Edit 2: (definition of neighbourhood)
If $(X, \mathcal{T})$ is a topological space and $x$ is a point in $X$, a neighbourhood of $x$ is any set $U \in \mathcal{T}$ containing $x$.
 A: You are correct, in a metric space you could use the closed balls (with positive radius) centered at a point $x$ as a neighborhood basis for $x$.  Then define: a set $E$ is open iff, for every $x \in E$ there exists an element $U$ of the neighborhood basis at $x$ so that $x \in U \subseteq E$.  Even if your neighborhood bases do not consist of open sets, you still get a topology by doing this.
To prove this works (using open balls or closed balls for the neighborhood basis give you the same topology):
The main thing you need is: every open ball centered at $x$ contains a closed ball centered at $x$, and every closed ball centered at $x$ contains an open ball centered at $x$.
A: The problem is that there is no commonly accepted definition of the conecpt of a neighborhood.
Some authors define it as in your Edit 2. That is, a neigborhood of a point $x \in X$ is an open subset $U$ of $X$ such that $x \in U$.
Other authors define a neighborhood of $x \in X$ to be any subset $N \subset X$ such that there exists an open $ U \subset X$ with the property $x \in U \subset N$.
Clearly, the second variant is more general than the first. Using this variant, one must explicitly speak about open neighorhoods if one wants to refer to the neigborhoods in the sense of variant 1. But there also exist closed neigborhoods, compact neighborhoods etc.
Personally I prefer variant 2 because it is more flexible. And you need this interpretation to state that that in a metric space $X$ the set of all closed balls around $x$ form a neighborhood basis.

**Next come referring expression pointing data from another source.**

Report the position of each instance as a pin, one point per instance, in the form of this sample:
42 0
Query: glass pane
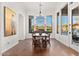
65 25
64 20
32 22
49 23
39 23
58 25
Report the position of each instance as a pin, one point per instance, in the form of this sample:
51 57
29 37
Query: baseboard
9 47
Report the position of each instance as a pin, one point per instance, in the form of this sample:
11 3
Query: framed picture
9 22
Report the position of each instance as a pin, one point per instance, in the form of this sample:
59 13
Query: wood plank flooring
25 48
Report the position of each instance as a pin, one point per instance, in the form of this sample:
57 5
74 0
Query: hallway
25 48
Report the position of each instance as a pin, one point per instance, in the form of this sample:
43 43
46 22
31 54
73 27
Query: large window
75 25
64 20
49 23
58 27
31 24
39 23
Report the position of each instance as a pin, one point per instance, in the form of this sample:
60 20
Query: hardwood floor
25 48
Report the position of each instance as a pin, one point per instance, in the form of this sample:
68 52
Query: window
49 24
39 23
64 20
31 24
58 23
75 25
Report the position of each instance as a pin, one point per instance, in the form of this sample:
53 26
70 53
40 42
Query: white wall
8 42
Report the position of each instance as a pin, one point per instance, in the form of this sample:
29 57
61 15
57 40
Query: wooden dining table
40 40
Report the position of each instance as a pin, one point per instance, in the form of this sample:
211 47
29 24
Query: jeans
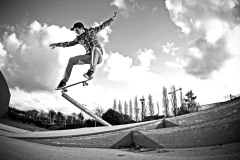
92 59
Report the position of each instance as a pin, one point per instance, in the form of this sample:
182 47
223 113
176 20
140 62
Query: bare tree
150 105
115 105
174 100
136 109
81 117
74 115
125 108
144 109
120 107
99 111
165 102
130 109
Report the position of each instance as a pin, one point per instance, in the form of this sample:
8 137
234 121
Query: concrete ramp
216 126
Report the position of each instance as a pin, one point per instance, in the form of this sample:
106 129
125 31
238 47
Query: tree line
138 109
131 111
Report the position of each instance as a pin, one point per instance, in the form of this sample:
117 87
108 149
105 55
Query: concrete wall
4 96
221 110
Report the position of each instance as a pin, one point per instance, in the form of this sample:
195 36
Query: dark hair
77 25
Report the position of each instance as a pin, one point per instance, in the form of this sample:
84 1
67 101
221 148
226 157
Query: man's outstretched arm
64 44
106 23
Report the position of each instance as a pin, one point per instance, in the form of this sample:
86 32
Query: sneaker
61 84
88 75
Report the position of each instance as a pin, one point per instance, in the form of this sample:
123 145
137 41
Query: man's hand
115 14
53 46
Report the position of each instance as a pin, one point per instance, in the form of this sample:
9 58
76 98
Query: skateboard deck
64 89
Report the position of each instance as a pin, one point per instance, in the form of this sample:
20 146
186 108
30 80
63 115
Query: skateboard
64 89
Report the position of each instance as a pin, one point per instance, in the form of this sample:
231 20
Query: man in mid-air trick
94 51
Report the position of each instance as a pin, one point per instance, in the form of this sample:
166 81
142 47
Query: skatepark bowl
214 126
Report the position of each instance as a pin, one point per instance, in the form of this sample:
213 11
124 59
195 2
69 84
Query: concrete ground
13 149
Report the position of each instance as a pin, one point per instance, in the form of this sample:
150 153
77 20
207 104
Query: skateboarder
94 51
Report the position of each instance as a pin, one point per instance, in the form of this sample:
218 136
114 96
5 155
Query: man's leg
80 60
96 59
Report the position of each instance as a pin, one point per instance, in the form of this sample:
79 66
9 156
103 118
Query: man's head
78 28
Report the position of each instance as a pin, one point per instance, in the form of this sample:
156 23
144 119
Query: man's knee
72 60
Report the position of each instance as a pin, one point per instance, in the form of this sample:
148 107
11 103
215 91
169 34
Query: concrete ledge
216 132
103 140
83 131
223 109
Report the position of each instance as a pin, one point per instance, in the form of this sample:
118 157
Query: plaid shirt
88 39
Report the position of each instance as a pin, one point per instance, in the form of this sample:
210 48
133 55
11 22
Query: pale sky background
192 44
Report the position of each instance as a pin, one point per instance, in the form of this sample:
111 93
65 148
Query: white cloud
214 23
33 70
146 57
169 48
119 3
126 7
103 35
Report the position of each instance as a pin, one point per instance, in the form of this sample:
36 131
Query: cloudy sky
193 44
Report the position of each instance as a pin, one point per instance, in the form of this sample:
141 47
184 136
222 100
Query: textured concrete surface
4 96
81 131
13 149
223 110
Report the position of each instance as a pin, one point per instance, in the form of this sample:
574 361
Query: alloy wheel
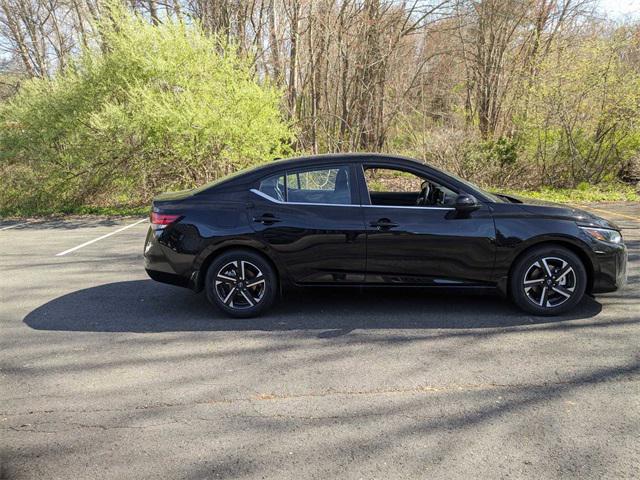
240 284
549 282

Let us write  $\mathcal N_1(x)$ for the neighbourhood system of $x$ in the sense of variant 1 and $\mathcal N_2(x)$ for that in the sense of variant 2. Clearly $\mathcal N_1(x) \subset \mathcal N_2(x)$, but in general $\mathcal N_1(x) \ne \mathcal N_2(x)$, i.e. $\mathcal N_1(x) $ is a proper subset of $\mathcal N_2(x)$.
Let us come to your question. Your interpretation of a neigborhood is that of variant 1. Since closed balls are in general no open sets, they do in general not belong to $\mathcal N_1(x)$, but only to $\mathcal N_2(x)$. Therefore in general they do not form a neighbourhood basis for the  point $x$ in the sense of Edits 1 and 2.
However, if you work with $\mathcal N_2(x)$, then the closed balls do form neighbourhood basis for $x$. See GEdgars answer.